Un mort de plus, un mort de trop. Les Etats-Unis s’embrasent après l’assassinat de l’afro-américain George Floyd par la police. L’ampleur de l’affaire a ravivé le débat à propos du racisme, pas seulement aux USA, mais également à travers le monde et notamment en Tunisie.

 

Ce n’est un secret pour personne. En Tunisie, le racisme envers les Noirs est normalisé. Il fait partie de l’inconscient collectif tunisien, de certaines de leurs traditions et se manifeste dans le comportement quotidien des citoyens. Le dialecte Tunisien est en lui-même chargé de racisme et de termes stigmatisants.

Les Tunisiens suivent avec intérêt ce qui se passe aux Etats-Unis. Les réseaux sociaux peuvent représenter un échantillonnage de la société et de la mentalité ambiante. Si les condamnations et le soutien affiché aux mouvements anti-racistes sont nombreux, il en est de même pour ceux qui n’y voient pas d’intérêt.

« Pourquoi tant de bruit, pour une histoire de meurtre banal ? » ; « Les Noirs veulent toujours plus. On leur a concédé des droits dans leur pays, mais ils font dans la victimisation pour imposer leur culture » ; « Que voudraient-ils de plus ? ils ont eu droit à un président Noir, ça ne leur suffit pas ? » ; « Les afro-américains sont généralement des criminels et c’est pour cette raison que la police les punit » … Petit florilège des réactions de certains de nos compatriotes. Edifiant.

Dans notre pays, les Noirs qu’ils soient de nationalité tunisienne ou étrangers sont confrontés quotidiennement à la discrimination et à la haine raciale. Les minorités qu’elles soient raciales, sexuelles, religieuses ou autres, sont d’ailleurs très mal perçues par une société qui cultive l’homogénéité. Ancré dans la mentalité, le racisme est décomplexé. Les abjections que subissent les concitoyens ou les étrangers Noirs vont de l’insulte gratuite, à la marginalisation socio-économique, aux agressions physiques. Dans l’inconscient collectif tunisien, les personnes Noires sont associées au statut d’esclave qui remonte à la période de la traite négrière. Ces personnes sont encore considérées comme inférieures aux ‘blancs’, comme des personnes de second ordre.  

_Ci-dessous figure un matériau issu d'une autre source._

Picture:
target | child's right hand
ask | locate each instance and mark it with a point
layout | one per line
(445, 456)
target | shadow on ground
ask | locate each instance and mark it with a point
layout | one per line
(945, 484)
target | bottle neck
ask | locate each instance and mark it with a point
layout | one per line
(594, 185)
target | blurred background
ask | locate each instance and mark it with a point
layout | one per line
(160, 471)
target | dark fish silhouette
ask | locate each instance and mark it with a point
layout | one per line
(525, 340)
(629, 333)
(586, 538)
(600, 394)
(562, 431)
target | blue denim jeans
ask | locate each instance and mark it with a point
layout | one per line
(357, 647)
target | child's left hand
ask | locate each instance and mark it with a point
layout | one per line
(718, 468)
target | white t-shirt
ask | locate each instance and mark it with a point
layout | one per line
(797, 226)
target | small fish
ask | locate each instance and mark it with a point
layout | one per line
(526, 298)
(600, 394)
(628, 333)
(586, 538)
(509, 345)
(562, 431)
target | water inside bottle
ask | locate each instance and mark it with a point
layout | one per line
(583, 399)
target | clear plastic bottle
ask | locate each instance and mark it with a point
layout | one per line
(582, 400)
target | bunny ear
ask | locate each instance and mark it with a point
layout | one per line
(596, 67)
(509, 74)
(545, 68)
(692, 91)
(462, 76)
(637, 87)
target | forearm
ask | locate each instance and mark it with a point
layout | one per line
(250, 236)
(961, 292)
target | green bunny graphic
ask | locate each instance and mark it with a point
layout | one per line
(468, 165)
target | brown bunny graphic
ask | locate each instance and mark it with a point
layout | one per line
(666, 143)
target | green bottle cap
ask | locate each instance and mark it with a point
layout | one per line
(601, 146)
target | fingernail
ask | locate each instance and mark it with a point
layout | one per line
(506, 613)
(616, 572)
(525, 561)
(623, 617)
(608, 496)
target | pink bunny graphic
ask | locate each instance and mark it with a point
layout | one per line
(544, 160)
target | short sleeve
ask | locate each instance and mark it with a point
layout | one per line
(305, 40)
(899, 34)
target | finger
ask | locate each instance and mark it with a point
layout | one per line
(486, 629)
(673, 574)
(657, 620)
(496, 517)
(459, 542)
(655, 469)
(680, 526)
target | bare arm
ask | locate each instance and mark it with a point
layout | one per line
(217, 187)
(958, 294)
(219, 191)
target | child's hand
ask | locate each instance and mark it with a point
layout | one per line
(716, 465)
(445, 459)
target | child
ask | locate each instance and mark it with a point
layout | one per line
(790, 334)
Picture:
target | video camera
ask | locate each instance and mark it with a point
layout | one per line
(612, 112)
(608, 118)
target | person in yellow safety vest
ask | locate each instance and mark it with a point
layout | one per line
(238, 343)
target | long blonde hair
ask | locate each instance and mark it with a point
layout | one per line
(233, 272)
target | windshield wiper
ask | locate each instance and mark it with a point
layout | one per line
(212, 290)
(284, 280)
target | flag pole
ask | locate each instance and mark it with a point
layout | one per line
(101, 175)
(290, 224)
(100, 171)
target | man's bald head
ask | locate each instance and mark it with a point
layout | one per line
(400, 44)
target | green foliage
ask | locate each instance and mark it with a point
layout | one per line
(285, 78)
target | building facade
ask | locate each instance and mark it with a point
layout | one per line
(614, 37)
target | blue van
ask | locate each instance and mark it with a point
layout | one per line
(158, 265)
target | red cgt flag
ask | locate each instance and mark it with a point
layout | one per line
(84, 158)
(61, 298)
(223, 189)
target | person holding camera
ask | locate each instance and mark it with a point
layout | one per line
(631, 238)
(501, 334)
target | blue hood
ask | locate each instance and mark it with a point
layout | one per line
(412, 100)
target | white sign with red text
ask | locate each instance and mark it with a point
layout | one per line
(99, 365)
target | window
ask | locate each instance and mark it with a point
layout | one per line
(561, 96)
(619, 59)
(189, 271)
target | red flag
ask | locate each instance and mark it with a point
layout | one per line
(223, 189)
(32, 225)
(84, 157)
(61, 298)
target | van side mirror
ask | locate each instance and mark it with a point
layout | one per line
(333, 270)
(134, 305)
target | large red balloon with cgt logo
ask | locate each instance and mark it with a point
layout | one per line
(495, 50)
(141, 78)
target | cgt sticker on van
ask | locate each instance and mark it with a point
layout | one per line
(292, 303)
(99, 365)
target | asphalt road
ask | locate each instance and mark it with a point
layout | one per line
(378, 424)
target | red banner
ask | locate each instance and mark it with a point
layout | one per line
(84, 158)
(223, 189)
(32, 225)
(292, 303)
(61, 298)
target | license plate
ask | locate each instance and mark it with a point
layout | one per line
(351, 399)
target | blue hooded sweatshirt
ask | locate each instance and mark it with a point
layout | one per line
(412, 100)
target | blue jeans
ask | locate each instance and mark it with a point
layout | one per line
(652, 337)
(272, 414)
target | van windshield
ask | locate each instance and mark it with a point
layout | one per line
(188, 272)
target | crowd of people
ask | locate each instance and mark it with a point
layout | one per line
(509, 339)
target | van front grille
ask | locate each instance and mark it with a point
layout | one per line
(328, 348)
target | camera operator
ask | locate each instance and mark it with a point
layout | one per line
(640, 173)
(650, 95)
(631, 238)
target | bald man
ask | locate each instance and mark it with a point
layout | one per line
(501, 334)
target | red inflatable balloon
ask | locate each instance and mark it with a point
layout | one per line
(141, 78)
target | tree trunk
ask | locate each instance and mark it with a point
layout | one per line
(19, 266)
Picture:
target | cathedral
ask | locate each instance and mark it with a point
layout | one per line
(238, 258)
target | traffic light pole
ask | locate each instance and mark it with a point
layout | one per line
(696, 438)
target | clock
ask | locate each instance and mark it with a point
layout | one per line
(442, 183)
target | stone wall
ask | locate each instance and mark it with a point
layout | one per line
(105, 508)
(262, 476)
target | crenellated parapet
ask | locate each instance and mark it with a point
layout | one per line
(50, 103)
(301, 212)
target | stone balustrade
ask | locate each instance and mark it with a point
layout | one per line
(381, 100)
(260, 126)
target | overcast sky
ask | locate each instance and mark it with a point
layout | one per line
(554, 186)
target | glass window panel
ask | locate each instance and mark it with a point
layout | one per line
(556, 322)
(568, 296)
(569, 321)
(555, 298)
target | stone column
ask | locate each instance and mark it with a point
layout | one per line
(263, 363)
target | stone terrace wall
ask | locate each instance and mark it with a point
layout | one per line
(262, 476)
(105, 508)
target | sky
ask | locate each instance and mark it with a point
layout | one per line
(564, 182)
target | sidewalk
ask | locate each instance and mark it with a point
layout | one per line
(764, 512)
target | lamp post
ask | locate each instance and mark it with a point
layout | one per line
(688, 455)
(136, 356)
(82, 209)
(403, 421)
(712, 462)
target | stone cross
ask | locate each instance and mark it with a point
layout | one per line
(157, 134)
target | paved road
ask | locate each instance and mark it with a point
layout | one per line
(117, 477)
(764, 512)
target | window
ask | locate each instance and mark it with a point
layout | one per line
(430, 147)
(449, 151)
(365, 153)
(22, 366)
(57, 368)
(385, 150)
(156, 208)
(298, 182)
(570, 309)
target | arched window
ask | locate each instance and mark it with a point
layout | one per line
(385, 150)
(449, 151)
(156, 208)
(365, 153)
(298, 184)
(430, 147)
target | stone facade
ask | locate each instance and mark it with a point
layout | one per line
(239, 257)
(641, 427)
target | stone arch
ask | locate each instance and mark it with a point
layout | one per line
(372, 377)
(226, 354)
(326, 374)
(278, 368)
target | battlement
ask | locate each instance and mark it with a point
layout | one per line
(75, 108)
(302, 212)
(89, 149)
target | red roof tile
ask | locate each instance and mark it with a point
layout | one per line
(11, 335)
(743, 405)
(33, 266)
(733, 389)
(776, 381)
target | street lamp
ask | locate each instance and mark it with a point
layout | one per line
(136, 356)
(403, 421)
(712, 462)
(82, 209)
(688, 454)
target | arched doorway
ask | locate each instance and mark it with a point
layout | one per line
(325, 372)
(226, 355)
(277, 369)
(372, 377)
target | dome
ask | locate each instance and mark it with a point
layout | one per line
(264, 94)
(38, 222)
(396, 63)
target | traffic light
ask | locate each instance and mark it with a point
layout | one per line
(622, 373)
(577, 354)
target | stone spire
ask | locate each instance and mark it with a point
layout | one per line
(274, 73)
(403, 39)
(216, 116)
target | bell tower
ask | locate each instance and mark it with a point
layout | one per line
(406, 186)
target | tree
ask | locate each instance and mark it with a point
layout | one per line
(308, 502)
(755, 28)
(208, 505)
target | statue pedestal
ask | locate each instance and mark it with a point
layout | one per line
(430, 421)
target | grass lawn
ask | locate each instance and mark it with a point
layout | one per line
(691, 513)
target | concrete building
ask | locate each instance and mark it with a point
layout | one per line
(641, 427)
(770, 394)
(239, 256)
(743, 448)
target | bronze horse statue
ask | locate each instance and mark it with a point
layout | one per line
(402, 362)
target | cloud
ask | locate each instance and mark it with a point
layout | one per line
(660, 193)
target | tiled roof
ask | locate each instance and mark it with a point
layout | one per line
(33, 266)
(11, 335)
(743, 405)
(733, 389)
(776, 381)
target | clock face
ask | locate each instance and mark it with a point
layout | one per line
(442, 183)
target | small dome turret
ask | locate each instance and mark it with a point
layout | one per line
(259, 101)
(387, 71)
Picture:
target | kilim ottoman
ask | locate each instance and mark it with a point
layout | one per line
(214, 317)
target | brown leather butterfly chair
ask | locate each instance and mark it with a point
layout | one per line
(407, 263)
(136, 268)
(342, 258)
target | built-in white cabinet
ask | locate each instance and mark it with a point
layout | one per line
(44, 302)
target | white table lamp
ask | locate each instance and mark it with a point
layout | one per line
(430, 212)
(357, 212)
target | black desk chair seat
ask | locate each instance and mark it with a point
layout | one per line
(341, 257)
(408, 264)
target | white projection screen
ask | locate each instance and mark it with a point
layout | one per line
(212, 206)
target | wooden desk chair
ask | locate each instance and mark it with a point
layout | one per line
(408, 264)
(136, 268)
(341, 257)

C’est dire que la ségrégation et les violences raciales n’est pas l’apanage des Etats-Unis. Les agressions contre les Noirs sont fréquentes en Tunisie. Pas une période ne passe sans qu’un incident ne fasse les Unes des journaux. Parfois, ça passe aussi inaperçu dans l’indifférence générale. Les associations anti-racistes continuent à militer et à dénoncer.

Si aux USA la configuration est différente, les violences policières contre les afro-américains étant légion, en Tunisie ces violences prennent des visages multiples. Un, « retourne chez toi auprès des singes manger des bananes » après un passage à tabac, n’est pas chose rare. En plus des agressions verbales et physiques, les jeunes diplômés noirs peinent plus que les autres à décrocher un travail. La discrimination à l'œuvre sur le marché du travail est double. Il est tout aussi rare de voir un haut responsable ou un décideur Noir. Une sorte de plafond de verre qui ne dit pas son nom. Les jeunes noirs peinent également à entamer des relations avec des blancs, non pas qu’une loi ségrégationniste l’interdise, mais un tabou sociétal qui n’est pas près de changer, à quelques exceptions.

Les exemples sont multiples. Pourtant, en 2018, le Parlement tunisien a adopté une loi criminalisant la discrimination raciale. A l’époque, la société civile a crié victoire. C’en est une sur le plan législatif, aucun texte ne condamnait en Tunisie les actes racistes. Cette loi prévoit des peines allant d’un mois à un an de prison et jusqu’à 1000 dinars d’amende pour la profération de propos racistes. L’incitation à la haine l’apologie et les menaces racistes sont passibles de peine allant d’un à trois ans de prison et jusqu’à 3000 dinars d’amende.

Un travail à long terme reste à entreprendre. L’adoption de cette loi est un acquis en soi, reste maintenant à le concrétiser et à ce que l’Etat s’y engage. Pour changer les mentalités, il ne suffit pas de promulguer un texte législatif, il est nécessaire de l’accompagner par un travail d’éducation. Pour changer les mentalités, il faut commencer par l’école. Du Minnesota à Tunis, la lutte contre le racisme se poursuit.